В продолжительные минуты и дни моего детства книги еще не были просто книгами, как сейчас, сброшюрованными и переплетенными страницами, где по-типографски воспроизведенные знаки, по привычке называемые словами, пытаются выдать себя за леса, сады, небо, улицы, живые лица, за любовь и смерть. Нет, это были не просто книги, а сама мечта, превращавшаяся тут же в жизнь, пока перевертываешь одну страницу и уже читаешь другую, на которой, отражаясь, как в зеркале реки или озера, стоит индеец в пернатом уборе возле своего вигвама, бесконечно более реальный, чем гимназия и гимназисты, собравшиеся в уборной и передающие друг другу вонючий дымящийся окурок.
Преодолевая дрожь нетерпения, я подолгу стоял на морозе, ожидая, когда откроют запертые на обед и похожие на книжный переплет большие двери томской городской библиотеки.
Как-то раз меня там подкараулил Меньшиков, вдруг выплыв из-за деревьев своей вездесущей утиной походкой. Он протянул руку, но рука в этот раз почему-то не торопилась…
– Покажи-ка, – сказал он, – что ты читаешь.
И, выхватив у меня книгу, он сразу же стал ее рвать. Никогда я еще не видел такого довольного, счастливого лица, как лицо шестиклассника Меньшикова, вырывавшего страницы из книги и, громко смеясь, бросавшего обрывки в снег. Чему он смеялся? Может быть, моему недоумению и ужасу, а может быть, непрочности того эфемерного бытия, которое только что существовало вместе с каждой страницей книги, а теперь лежало на снегу возле его торжествующих ног.
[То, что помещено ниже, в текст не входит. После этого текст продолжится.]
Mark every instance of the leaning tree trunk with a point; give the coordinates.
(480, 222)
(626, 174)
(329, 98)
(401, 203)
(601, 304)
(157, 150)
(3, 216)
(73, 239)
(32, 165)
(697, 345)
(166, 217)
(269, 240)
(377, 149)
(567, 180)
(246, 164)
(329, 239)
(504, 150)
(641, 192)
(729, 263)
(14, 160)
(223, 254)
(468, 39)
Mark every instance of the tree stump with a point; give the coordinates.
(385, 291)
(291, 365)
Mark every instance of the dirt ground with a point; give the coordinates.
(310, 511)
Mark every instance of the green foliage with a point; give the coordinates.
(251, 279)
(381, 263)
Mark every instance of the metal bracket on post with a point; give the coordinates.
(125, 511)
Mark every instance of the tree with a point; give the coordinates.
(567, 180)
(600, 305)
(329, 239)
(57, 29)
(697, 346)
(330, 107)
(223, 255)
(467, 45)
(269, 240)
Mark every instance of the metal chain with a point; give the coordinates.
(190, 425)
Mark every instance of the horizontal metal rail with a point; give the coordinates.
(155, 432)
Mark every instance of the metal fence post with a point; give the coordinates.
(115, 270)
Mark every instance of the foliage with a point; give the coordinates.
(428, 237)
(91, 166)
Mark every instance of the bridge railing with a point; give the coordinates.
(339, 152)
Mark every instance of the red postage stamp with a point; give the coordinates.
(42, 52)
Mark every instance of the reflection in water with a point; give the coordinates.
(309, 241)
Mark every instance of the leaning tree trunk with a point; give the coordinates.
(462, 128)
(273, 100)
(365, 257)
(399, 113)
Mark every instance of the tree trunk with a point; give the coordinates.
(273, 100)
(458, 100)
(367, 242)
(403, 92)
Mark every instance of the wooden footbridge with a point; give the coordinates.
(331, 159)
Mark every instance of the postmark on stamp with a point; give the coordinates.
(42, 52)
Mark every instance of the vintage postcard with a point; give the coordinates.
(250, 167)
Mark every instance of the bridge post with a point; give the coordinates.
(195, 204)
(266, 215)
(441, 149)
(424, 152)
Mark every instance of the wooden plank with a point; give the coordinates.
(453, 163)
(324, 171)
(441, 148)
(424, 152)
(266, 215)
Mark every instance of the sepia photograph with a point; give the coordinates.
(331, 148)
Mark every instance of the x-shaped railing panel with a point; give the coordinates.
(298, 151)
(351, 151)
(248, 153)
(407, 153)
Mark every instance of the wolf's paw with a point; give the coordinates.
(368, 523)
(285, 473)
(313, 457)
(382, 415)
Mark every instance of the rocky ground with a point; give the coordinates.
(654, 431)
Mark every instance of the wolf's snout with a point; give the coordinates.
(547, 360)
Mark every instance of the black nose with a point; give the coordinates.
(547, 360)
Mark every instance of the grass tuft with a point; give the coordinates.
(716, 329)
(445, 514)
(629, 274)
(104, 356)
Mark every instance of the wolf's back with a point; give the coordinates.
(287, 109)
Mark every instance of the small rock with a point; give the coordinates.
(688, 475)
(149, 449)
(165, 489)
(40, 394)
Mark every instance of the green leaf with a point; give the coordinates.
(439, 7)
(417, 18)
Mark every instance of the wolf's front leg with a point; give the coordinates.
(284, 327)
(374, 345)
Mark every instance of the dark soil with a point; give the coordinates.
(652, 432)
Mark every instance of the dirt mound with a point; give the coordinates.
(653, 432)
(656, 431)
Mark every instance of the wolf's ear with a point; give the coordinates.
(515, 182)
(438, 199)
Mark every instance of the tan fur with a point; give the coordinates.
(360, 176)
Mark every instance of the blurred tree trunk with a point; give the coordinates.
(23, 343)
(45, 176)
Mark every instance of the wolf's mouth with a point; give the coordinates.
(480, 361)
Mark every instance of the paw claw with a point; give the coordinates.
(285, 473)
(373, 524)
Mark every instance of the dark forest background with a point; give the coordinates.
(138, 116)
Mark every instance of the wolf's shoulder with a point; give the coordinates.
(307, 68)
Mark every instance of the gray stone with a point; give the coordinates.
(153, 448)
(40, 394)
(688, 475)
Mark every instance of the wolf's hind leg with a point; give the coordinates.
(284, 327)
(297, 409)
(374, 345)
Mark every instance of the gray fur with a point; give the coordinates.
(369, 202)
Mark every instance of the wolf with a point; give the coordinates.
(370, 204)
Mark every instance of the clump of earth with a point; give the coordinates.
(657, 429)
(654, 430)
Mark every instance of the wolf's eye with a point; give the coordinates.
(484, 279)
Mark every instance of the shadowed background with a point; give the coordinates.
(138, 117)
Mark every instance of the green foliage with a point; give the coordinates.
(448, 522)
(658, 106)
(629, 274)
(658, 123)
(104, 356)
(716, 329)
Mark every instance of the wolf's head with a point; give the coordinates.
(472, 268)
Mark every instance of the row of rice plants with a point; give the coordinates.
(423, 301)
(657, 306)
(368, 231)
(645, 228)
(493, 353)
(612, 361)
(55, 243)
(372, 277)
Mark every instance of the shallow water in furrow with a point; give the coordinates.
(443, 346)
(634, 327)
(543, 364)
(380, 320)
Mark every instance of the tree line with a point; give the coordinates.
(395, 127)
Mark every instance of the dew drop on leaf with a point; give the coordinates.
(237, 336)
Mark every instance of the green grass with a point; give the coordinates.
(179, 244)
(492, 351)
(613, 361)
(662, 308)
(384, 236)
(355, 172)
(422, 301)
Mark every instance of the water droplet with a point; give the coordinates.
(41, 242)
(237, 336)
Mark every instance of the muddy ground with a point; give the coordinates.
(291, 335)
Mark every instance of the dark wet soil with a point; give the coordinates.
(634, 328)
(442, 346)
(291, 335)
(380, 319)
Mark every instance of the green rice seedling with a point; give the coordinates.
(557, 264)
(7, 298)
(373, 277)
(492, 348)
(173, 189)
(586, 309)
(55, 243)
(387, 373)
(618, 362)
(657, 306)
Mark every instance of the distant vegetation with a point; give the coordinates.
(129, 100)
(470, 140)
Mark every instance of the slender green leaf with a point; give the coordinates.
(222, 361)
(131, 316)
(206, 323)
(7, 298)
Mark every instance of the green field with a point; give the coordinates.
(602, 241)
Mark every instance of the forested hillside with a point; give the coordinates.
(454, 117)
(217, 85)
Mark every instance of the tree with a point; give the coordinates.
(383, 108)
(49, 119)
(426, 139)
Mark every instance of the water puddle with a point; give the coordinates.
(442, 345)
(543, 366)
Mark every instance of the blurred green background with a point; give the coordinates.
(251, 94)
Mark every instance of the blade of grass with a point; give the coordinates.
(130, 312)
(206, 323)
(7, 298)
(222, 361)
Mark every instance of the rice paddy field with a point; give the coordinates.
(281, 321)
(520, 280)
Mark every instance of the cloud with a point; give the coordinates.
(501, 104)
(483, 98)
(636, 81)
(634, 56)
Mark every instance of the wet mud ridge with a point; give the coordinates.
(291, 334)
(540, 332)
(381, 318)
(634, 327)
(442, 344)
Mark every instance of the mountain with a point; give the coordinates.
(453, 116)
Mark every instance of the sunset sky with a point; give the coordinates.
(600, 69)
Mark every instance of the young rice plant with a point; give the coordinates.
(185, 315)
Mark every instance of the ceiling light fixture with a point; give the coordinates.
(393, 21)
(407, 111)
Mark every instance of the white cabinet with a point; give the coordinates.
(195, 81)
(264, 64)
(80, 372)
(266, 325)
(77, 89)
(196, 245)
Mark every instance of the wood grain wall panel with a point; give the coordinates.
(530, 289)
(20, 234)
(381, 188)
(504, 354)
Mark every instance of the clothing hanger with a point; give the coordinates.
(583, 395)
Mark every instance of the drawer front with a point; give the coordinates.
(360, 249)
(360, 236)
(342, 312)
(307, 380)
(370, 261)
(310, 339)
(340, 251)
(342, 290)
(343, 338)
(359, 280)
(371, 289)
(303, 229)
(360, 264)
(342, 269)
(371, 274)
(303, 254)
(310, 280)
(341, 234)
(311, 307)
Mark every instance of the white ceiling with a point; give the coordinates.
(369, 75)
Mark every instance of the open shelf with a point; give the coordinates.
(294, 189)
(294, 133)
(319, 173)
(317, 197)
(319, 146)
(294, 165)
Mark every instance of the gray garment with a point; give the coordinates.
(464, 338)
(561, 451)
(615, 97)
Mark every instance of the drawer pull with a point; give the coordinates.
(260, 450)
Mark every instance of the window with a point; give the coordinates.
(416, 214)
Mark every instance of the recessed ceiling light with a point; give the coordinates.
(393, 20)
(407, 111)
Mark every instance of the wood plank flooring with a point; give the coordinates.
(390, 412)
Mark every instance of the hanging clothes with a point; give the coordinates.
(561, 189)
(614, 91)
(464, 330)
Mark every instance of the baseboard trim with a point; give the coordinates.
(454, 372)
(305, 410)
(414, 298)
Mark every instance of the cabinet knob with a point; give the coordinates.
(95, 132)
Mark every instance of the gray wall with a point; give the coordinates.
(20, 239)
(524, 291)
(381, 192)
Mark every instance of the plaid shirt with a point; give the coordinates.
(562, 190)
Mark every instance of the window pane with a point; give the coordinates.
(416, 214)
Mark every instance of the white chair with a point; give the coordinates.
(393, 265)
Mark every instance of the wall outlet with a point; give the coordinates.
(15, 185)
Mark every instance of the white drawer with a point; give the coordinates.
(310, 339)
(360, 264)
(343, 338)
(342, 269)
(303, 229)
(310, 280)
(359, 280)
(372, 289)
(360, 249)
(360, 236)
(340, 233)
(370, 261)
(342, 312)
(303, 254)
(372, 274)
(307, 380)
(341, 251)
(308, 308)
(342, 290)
Он не любил плоть. Но дух он ненавидел еще больше. И порванная книга «Принц и нищий» доставляла ему еще больше удовольствия, чем мое красное, распухшее ухо и испытываемая мною боль.
Я шел, не решаясь оглянуться, и за спиной долго слышал этот счастливый, захлебывающийся смех, смысл которого был так же загадочен и страшен, как жизнь, наступившая после того, как белые расстреляли юного красногвардейца.
Не я один прятался за обитыми оленьими шкурами дверями Майн-Рида. Там прятались почти все мои одноклассники, к большому огорчению нашего классного наставника Петра Ивановича.
Однажды, он принес в класс томик Чехова и, торжественно поглядывая то в книгу, то на портрет, висевший на стене, прочел нам рассказ о гимназисте, называвшем себя Монтигомо Ястребиный Коготь, и его приятеле, которые пытались бежать в майнридовские леса.
В своем чеховском пенсне с длинным шнурком, сам похожий на Антона Павловича, он старался разрушить иллюзию и захлопнуть дверь в воображаемые миры.
Это он – тихоголосый, влюбленный в обыденность и в классный журнал – на долгие годы поссорил меня с Чеховым. Как он не мог понять детской души, которая нуждалась в Майн-Риде и даже в Густаве Эмаре больше, чем в мудрости непредусмотрительных классиков, ибо вокруг висел сумрак и тут и там появлялся шестиклассник Меньшиков, чтобы испытать восторг и радость от чужой боли.